Dass es überhaupt 1:0 zu Pause stand, war schon fast verwunderlich, da ein neues schauerliches Kapitel in der unrühmlichen Beziehung zum sogenannten „Kölner Keller“ drohte. Geschlagene zweieinhalb Minuten (gefühlte 5-8 Minuten) schien Video-Schiri Guido Winkmann vom Niederrhein (!) verzweifelt einen Grund zu suchen, dem glasklaren Treffer von Simon Terodde die Anerkennung zu verwehren.  So jedenfalls der Verdacht, der sich so manchem Fan geradezu aufdrängte. Es war schon mehr merkwürdig, das man da überhaupt noch einmal draufschaute. Die Erklärung danach, Sebastiaan Bornauw könnte den Torwart behindert haben, klingt nach nochmaligen Anschauen der Bilder (hier) geradezu abenteuerlich konstruiert. Bornauw macht nämlich eigentlich gar nichts! Auch Czichos greift nicht ein und steht sowieso nicht abseits. Warum also überhaupt ewig lange überprüfen?  Nicht wenige Anhänger des Geißbock-Clubs hätten sich diese Akribie in vielen anderen, eindeutigeren Momenten bei wirklichen Fehlentscheidungen gewünscht.
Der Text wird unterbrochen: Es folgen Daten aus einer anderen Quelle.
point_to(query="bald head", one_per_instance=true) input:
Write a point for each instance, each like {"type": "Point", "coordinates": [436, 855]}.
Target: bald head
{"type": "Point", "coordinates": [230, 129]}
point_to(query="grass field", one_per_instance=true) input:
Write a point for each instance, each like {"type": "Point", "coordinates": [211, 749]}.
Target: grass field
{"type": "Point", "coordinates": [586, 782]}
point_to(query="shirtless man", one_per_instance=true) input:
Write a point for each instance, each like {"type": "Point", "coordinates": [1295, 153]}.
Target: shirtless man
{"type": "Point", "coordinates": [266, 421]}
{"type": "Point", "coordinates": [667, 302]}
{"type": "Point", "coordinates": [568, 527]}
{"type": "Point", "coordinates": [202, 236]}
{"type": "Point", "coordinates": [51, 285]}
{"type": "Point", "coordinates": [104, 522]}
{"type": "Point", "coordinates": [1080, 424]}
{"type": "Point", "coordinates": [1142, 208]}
Um es klar zu sagen, ich bin kein Freund der Theorie, dass „man immer im Zweifel gegen den FC pfeift“, was auch insgesamt faktisch nicht haltbar ist. Dennoch ist es merkwürdig, dass es gerade bei Entscheidungen bei Spielen mit Kölner Beteiligung immer wieder zu Debatten kommt.

 

Der FC im psychologischen Standort-Nachteil?

 

Nicht wenige Fans vertreten die These, das man zwar dem FC bewusst nichts schlechtes wolle, das es aber nur menschlich sei (und ja, Schiedsrichter sind Menschen …), das der Begriff „Kölner Keller“ eine gewisse Parteilichkeit Richtung Standort suggeriere. Psychologisch ein interessanter Ansatz, in etwa vergleichbar wie Trainerväter ihre Fußball spielenden Söhne wohl deutlich härter als die Mannschaftskameraden behandeln, um sich dem Verdacht der familiären Vorteilsnahme zu entziehen (der Autor schreibt aus Erfahrung). Gut, vielleicht ist das etwas zu viel der Küchen-Psychologie, aber dennoch wäre es sicher manchen FC-Anhängern lieber, der Standort des VAR würde nach Düsseldorf, Leverkusen oder Mönchengladbach verlegt werden.

 

Jedenfalls setzte der Effzeh sein insgesamt positives Spiel in Halbzeit Zwei fort und konnte zwei weitere Treffer erzielen, die der kölschen Seele extrem gut taten. Mit Schaub und Bornauw trafen dann die Spieler, die aus einer insgesamt gut-soliden Mannschaft etwas herausragten. Anschließend konnte man mit seinen Fans das leider zu selten gewordene Glücksgefühl eines Heimsiegs in aller Ruhe auskosten.

 

Chance in Mainz

 

Trainer Beierlorzer hat nun bis Freitag Zeit, sich zu überlegen, wie er den bald wieder genesenen Birger Verstraete einbaut und einen sicher nicht allzu freudig erregten Anthony Modeste, der keine Minute spielte, vor dem wichtigen Spiel in Mainz wieder aufbaut. Die Chance, sich mit einem Sieg in der Stadt der Helau-Rufer so langsam Richtung unteres Mittelfeld zu verabschieden duldet letztlich auch keine Querschüsse.

 

Aber das wird man am Geißbockheim wissen und letztlich ist dies ein Luxusproblem. Die hat man lieber als alle anderen.